This discussion has been locked.

You can no longer post new replies to this discussion. If you have a question you can start a new discussion

God Ray effect (light scattering) with Mali GPU

Note: This was originally posted on 10th May 2012 at http://forums.arm.com

Hello everyone,

I'm implementing the God Ray effect for an Android game on Mali-400 based devices (here is Samsung I9100 and Samsung I9300).
I've followed this article http://fabiensanglard.net/lightScattering/index.php
But the effect is not good (as you can see in the attached file).
It did work on Win32 and other Adreno and PowerVR based devices.
I think that there's problem with the texture's coordinate fetch from vertex shader to fragment shader, the interpolation computation may cause this issue.

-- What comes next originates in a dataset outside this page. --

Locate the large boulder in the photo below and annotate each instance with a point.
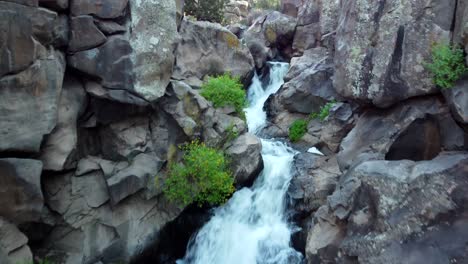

I hope that you can give us some idea on this.

Thank you.

Parents

0 Michael McGeagh over 9 years ago in reply to John

God Ray effect (light scattering) with Mali GPU - ARM Community

Hi,

thanks for the link, an interesting read!

I believe the issue is rooted in floating point precision. For power efficiency and performance reasons the Mali-400 is designed to support mediump (16-bit) floating point numbers in the fragment processor (which conforms to the Khronos GLSL ES specification).

I suspect the fragment shader on the web page was written to assume highp (32-bit) floating point numbers. The way it has been written, it will suffer from loss of precision the more iterations (NUM_SAMPLES) are completed. This is because it is creating a delta (the light to texel vector) and then scaling it down by the number of samples.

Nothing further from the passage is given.